DEV Community

Cover image for The Anatomy of BPE: Why Python Wastes 46% of Tokens
delimitter
delimitter

Posted on

The Anatomy of BPE: Why Python Wastes 46% of Tokens

How BPE Tokenization Works and What It Means for Language Design


Who this is for. If you want to understand how ChatGPT "sees" your code and why the same program costs different amounts in different languages — read on. All terms explained in footnotes and the glossary at the end.


In the previous article, we established that inference cost grows quadratically with token count. The natural question: can we reduce token count without losing semantics?

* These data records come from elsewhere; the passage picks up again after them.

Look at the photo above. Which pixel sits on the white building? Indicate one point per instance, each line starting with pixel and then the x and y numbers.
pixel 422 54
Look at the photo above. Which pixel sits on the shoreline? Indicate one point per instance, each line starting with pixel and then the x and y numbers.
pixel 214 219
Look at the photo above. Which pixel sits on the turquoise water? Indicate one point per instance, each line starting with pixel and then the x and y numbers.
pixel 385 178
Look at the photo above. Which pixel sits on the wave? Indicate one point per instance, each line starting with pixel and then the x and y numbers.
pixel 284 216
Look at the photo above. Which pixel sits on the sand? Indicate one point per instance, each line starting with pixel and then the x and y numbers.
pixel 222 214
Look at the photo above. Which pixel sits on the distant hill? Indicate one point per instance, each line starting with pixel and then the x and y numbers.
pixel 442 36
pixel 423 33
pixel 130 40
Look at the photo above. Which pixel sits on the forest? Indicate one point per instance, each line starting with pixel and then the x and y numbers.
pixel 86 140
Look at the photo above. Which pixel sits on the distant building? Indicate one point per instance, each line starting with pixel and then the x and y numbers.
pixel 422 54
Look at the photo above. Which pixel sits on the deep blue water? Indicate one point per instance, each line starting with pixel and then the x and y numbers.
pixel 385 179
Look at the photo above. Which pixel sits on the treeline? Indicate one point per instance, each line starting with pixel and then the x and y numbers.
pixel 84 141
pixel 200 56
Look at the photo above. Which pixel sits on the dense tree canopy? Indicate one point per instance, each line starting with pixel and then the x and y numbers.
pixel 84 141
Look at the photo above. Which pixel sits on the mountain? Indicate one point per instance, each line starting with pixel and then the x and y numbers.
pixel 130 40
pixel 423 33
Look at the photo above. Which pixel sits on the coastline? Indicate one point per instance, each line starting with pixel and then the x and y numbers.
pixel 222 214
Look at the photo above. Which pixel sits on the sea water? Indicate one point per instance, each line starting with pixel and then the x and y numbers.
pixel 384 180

To answer that, we need to understand how LLMs see code. Not as text — as a sequence of tokens. And between how a programmer sees def factorial(n): and how GPT-4 sees it, there's a chasm.

How BPE Works

BPE (Byte Pair Encoding)1 is the algorithm that converts text into sequences of integers (tokens). It underlies all modern LLMs: GPT-4 uses the cl100k_base2 vocabulary, Claude uses a modified BPE, and Llama uses SentencePiece3 BPE.

The algorithm is simple:

  1. Start with an alphabet of individual bytes (256 characters).
  2. Find the most frequent pair of adjacent symbols in the corpus4.
  3. Create a new symbol for that pair and add it to the vocabulary.
  4. Repeat steps 2–3 until the desired vocabulary size (~100K).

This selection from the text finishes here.